Kardeşinin sağlam bir karaktere sahip olduğunu dile getiren Elbahadır, “Babam onu köyde okutturamadı. Orada ilkokul 4. sınıfa kadar okudu. Sonra yanıma aldım, İmam Hatip okuluna kaydettim. Benim evimdeydi. İmam Hatipte çok başarılıydı. Mezun oldu ve Diyanet`in sınavlarına girip kazandı. Siverek`in bir köyüne imam olarak verdiler. Askerliğini yaptıktan sonra işe başladı. Daha sonra tayini Eğil`e çıktı. Kendisi çok efendi bir insandı. Sağlam bir karaktere sahipti.” diye konuştu.
“Yüzünde sigara söndürmüşler, vücudunu yakmışlar”
Molla Ali`nin, kendisini kaçıran PKK`liler tarafından yüzünde sigara söndürüldüğüne dikkat çeken Fahrettin Elbahadır, sözlerine şöyle devam etti: “Molla Ali köyde yaşıyordu. Onunla nadir görüşüyorduk. Köylülerle arası çok iyiydi. Köylüler kendisinden çok memnundu. Bizim gibi birçok insan zulme uğradı. İnsan bir musibeti hiç unutur mu? Unutmaz. Kardeşimin cenazesini gördüm. Çok işkence yapmışlardı. Hatta yüzünde sigara söndürmüşler, vücudunu ve yüzünü yakmışlar. Allah zalimlerin hakkında her şeye kadirdir.” dedi.
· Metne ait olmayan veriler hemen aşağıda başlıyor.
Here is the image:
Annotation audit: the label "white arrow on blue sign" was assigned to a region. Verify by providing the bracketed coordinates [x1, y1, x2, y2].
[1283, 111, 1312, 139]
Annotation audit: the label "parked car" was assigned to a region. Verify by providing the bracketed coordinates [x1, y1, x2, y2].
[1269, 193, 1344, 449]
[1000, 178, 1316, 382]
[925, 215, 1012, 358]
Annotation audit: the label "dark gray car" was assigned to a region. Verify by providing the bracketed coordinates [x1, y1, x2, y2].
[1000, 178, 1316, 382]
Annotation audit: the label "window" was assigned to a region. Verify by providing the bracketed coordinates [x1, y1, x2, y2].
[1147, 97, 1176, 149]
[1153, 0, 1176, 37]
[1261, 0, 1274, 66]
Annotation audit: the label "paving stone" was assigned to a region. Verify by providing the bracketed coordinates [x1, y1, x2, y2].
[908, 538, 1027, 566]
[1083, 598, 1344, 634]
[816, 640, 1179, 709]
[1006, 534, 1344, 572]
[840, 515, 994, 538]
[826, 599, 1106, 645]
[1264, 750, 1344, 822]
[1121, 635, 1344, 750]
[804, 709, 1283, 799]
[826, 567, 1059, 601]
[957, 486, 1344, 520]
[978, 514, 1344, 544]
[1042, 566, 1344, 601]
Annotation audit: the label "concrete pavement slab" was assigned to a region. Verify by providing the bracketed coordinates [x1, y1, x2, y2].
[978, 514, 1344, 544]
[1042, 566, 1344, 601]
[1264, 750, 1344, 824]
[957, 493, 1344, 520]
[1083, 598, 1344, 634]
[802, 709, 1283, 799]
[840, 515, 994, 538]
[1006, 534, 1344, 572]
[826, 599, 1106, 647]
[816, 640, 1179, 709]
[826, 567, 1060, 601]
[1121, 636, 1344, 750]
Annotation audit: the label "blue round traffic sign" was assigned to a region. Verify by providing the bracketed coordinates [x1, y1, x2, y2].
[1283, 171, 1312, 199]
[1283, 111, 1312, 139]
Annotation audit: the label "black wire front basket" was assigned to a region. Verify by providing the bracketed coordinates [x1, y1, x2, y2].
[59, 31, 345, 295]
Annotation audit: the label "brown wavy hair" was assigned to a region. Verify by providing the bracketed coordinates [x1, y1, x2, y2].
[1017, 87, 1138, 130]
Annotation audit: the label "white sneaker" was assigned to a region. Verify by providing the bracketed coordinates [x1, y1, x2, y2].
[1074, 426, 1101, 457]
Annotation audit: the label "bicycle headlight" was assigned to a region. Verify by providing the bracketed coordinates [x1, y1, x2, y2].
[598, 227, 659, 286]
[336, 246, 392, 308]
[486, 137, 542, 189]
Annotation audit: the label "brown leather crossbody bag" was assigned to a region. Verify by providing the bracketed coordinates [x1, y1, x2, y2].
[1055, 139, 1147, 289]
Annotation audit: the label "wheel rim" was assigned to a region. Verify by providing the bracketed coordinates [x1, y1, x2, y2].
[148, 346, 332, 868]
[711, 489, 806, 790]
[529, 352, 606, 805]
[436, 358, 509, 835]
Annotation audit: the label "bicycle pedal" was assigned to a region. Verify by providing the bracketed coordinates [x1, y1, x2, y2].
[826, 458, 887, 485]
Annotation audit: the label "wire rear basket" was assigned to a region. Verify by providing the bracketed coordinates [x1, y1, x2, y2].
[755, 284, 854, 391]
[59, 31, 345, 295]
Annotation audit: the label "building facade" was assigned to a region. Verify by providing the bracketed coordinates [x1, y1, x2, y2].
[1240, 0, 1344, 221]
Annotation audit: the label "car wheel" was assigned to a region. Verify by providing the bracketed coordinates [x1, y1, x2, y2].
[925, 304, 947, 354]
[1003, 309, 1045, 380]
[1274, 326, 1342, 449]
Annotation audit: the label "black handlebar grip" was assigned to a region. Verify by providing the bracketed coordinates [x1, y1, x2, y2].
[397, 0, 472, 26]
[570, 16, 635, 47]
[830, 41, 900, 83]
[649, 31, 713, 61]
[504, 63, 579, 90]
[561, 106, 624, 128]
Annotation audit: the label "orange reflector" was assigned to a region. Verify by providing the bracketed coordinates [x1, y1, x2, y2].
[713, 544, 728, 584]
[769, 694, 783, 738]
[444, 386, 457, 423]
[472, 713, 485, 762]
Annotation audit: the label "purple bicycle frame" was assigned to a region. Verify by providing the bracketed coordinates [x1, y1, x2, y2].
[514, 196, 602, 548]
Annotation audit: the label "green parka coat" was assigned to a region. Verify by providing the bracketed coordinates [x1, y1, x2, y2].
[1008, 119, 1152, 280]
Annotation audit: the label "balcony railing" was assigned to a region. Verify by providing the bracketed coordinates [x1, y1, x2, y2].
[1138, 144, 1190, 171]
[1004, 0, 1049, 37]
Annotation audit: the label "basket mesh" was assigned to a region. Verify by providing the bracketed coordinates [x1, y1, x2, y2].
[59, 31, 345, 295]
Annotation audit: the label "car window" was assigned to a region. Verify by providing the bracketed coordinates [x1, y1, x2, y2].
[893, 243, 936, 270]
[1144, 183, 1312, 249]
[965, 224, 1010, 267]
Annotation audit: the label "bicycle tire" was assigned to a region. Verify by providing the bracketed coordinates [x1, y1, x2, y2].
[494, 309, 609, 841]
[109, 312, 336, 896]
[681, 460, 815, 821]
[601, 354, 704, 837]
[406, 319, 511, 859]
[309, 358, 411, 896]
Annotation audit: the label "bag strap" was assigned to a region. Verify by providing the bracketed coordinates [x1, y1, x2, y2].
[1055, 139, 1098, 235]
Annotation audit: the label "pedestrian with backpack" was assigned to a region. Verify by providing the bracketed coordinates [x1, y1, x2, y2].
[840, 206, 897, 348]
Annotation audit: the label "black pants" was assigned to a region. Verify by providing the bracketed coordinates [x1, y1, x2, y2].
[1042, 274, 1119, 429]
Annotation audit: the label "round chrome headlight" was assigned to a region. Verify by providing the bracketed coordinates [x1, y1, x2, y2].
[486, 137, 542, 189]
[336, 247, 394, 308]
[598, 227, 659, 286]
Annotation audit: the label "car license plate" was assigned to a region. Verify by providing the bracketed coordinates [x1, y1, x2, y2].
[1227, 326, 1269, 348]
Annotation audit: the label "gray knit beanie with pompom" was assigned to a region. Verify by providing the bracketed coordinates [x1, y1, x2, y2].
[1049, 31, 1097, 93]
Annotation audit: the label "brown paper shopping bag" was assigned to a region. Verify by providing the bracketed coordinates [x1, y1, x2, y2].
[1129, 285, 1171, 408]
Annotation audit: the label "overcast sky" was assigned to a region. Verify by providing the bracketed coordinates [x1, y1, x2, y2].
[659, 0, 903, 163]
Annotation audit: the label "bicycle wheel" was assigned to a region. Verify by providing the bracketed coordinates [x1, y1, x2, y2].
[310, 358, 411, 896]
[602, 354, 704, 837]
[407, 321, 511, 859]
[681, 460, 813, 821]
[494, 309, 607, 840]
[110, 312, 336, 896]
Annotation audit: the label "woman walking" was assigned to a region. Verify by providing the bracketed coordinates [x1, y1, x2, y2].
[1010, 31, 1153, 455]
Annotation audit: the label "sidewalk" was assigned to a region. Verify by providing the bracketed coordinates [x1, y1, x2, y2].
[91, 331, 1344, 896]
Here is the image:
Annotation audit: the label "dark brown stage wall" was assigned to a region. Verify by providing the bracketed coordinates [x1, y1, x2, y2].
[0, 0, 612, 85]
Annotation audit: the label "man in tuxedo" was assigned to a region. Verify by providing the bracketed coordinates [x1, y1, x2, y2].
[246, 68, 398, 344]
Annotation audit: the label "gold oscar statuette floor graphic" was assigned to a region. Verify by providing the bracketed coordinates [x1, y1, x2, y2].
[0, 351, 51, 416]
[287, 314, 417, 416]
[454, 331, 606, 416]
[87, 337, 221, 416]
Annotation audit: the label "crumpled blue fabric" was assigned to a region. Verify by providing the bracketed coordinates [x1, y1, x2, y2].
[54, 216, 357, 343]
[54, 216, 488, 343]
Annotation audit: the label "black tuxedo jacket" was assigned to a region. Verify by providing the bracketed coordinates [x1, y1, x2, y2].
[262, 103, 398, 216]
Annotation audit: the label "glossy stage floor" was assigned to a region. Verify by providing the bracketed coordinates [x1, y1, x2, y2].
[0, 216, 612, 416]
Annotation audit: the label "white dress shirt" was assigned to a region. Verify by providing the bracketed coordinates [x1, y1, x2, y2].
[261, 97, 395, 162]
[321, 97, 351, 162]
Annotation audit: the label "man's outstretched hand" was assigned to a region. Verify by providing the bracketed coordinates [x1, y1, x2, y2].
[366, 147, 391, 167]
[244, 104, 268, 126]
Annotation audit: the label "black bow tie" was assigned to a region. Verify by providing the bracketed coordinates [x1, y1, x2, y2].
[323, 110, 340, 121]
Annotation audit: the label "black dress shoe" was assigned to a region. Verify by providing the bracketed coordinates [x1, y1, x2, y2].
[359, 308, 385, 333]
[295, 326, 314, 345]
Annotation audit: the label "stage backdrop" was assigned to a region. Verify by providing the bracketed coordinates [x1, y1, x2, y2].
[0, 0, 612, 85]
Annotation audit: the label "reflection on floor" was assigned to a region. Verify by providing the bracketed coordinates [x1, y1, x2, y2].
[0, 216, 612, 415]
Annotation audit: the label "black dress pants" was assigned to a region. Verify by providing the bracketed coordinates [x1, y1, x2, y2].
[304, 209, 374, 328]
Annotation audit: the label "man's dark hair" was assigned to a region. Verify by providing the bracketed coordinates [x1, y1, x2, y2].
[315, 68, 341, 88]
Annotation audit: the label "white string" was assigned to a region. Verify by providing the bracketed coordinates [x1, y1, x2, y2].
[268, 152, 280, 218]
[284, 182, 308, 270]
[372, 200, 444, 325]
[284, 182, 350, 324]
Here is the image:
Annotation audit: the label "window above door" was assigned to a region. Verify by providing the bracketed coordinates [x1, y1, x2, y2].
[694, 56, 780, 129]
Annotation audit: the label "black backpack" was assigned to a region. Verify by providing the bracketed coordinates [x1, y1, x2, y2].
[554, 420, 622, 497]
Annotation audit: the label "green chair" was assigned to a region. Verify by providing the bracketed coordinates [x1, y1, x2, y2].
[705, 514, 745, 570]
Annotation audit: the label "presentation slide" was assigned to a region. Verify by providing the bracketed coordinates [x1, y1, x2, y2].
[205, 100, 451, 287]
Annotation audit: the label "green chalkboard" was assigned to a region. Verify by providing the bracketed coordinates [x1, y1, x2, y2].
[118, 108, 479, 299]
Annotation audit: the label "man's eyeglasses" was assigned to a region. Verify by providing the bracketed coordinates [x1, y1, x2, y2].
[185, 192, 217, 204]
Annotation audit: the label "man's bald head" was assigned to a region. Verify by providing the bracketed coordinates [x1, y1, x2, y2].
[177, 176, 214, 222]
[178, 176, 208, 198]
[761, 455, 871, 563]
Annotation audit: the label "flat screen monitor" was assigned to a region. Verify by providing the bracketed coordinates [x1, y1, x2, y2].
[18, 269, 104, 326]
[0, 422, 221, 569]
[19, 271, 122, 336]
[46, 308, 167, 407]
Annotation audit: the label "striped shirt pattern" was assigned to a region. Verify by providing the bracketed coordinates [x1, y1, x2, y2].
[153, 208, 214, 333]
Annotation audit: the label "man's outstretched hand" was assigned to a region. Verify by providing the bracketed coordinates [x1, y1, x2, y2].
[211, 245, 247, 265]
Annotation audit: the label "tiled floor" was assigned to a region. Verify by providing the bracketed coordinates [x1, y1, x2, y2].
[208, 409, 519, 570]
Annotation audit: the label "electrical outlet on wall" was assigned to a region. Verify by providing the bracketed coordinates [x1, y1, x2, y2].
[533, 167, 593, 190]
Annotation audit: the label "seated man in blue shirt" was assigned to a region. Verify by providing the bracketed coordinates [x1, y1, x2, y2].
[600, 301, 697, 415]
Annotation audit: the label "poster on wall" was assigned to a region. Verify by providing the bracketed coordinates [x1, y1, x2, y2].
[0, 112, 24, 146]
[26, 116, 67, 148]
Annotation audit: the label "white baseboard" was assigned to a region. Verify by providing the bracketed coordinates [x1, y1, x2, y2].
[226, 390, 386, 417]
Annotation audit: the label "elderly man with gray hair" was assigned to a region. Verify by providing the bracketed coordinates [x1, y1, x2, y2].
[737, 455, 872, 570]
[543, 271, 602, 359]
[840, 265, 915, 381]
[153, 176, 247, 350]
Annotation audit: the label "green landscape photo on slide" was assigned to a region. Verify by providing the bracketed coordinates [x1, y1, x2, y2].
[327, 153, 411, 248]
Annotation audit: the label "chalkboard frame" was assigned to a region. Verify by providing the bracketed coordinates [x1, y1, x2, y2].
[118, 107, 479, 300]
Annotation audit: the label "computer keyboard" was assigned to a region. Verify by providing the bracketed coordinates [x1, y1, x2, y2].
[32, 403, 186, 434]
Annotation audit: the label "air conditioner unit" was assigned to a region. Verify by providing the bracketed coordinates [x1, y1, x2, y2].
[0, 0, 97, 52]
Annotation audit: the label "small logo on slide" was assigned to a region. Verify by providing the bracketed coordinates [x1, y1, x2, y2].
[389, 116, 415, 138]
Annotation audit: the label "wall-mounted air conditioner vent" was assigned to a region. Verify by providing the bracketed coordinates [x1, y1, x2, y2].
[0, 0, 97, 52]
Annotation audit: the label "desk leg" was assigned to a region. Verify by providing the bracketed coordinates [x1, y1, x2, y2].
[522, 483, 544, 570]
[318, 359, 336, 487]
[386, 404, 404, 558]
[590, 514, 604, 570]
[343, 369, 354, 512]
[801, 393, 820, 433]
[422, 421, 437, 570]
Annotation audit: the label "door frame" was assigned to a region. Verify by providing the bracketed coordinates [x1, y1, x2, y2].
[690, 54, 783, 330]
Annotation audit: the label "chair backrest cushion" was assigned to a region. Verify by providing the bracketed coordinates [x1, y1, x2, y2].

Molla Ali`nin yakın arkadaşlarından olan Molla Mustafa Durgun ise onun mümtaz bir insan olduğunu, Allah`ın dini için çok çalıştığını ve büyük bir gayret gösterdiğini söyledi.
“Sürekli çalışıyor, düzenli bir şekilde kitap okuyordu”
Şehitliğe layık olduğu için Allah`ın kendisine şehadeti nasip ettiğini belirten Molla Mustafa Durgun, hatıralarını şöyle aktardı: “Molla Ali, halim selim biriydi. Cehdi ve gayreti çoktu. Eğil`de iken birkaç sefer ziyaretine gittik. Birçok hizmette bulunuyor, fedakârlıkla çalışıyordu. Fazla göstermiyordu fakat sürekli çalışıyor, düzenli bir şekilde kitap okuyordu. Her karşılaştığımızda, ‘Seyda, hani ne yapıyoruz? Biraz daha hızlı çalışmamız gerek` diyordu. Çok mübarek bir insandı. Şehitliğe layık olduğu için Allah ona şehadeti nasip etti.” (Hamza Adiyaman-İLKHA)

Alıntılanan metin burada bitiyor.